La gigantesca superpetroliera Sirius Star, battente bandiera liberiana ma di proprietà arabo saudita, è stata sequestrata sabato mattina dai pirati somali a 450 miglia nautiche, (cioè 830 chilometri) al largo delle coste del Kenya (a sud est di Mombasa), in acque considerate finora sicure.
DUE MILIONI DI BARILI DI GREGGIO – Nelle stive della Sirius Star sono stipati due milioni di barili di greggio (un quarto della produzione giornaliera saudita) diretti negli Stati Uniti, via Capo di Buona Speranza (dal canale di Suez la nave cisterna non riuscirebbe a passare). Il carico di oro nero vale 100 milioni di dollari. Ora i pirati la stanno dirigendo verso il porto di Eyl, nella Somalia settentrionale, seicento chilometri a nord di Mogadiscio. Il sequestro ha fatto alzare il costo del barile di un dollaro alla borsa di Londra. L’attacco non ha precedenti di questo genere. A bordo della gigantesca imbarcazione ci sono 25 membri di equipaggio: croati, britannici, filippini e polacchi e sauditi. Lunga 330 metri, 318 mila tonnellate, la Sirius Star è una delle 19 gigantesche navi gestite dalla Vela International Marine (con sede a Dubai) il braccio marittimo della multinazionale governativa saudita ArAmCo (Arabian American Oil Company), la società legata a doppio fine alle compagnie americane del petrolio.
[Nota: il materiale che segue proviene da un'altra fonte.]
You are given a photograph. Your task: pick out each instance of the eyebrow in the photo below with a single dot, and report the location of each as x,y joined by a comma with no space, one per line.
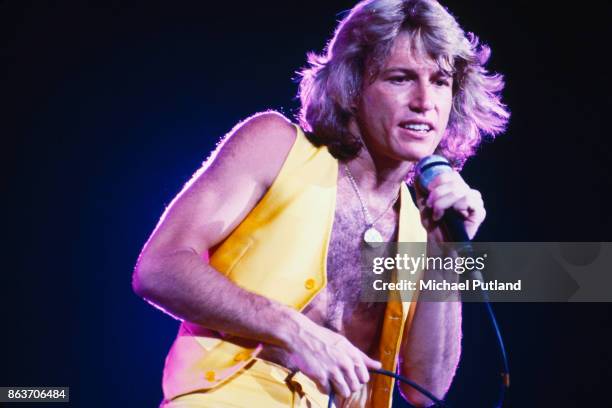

Sul mercato internazionale viene definita VLCC (Very Large Crude Carrier). Il costo di una petroliera di questo tipo oscilla tra i 140 e i 150 milioni di dollari. A causa delle dimensioni è impossibile attraccare nella maggior parte dei porti esistenti. Infatti l’approdo richiede banchine in acque profondissime. Il carico e lo scarico avvengono quindi attraverso terminali al largo o utilizzando piccole petroliere. Il varo, avvenuto in Corea del Sud nel marzo scorso, è stato segnato da un evento eccezionale: la madrina era una donna saudita, prima volta nella storia del regno wahabita.
LE TRATTATIVE PER IL RILASCIO – Mentre la nave è ancora in navigazione verso Eyl sono cominciate la trattative per il rilascio. I pirati, comunque, hanno beffato la ventina di navi da guerra, di quasi altrettante nazioni (di cui tre sotto comando Nato), che incrociano al largo delle coste somale dell’Oceano Indiano e del Golfo di Aden, con il compito di proteggere le navi commerciali dalla pirateria: si sono spostati semplicemente più a sud, in una zona senza alcun controllo internazionale. L’abilità dei corsari del mare somali è stata in qualche modo sottolineata anche dal capo di stato maggiore dell’esercito americano, l’ammiraglio Mike Mullen: «E’ gente molto ben addestrata che utilizza tecnologia sofisticate, telefoni satellitari e apparati GPS. Scelgono con attenzione il punto del mare dove abbordare. Adesso con gli ostaggi a bordo sarà difficile riprendere il controllo della petroliera». Ormai gli attacchi alle navi in navigazione al largo del Corno d’Africa sono pluriquotidiani. Non tutti per fortuna vanno a buon fine. Dall’inizio dell’anno sono state sequestrate più di sessanta navi. Nelle mani dei pirati ne restano 12, tra cui il cargo Faina catturato in settembre, carico di armi pesanti, compresi 33 carri armati. Duecentocinquanta i membri d’equipaggio prigionieri. Negli ultimi giorni sono caduti in trappola un cargo Giapponese, un peschereccio cinese e una nave turca che trasporta prodotti chimici. Normalmente questi attacchi si risolvono con un negoziato e il pagamento di un riscatto ma nel caso della Sirius Star, dato l’alto valore del carico, gli osservatori si aspettano una risposta militare.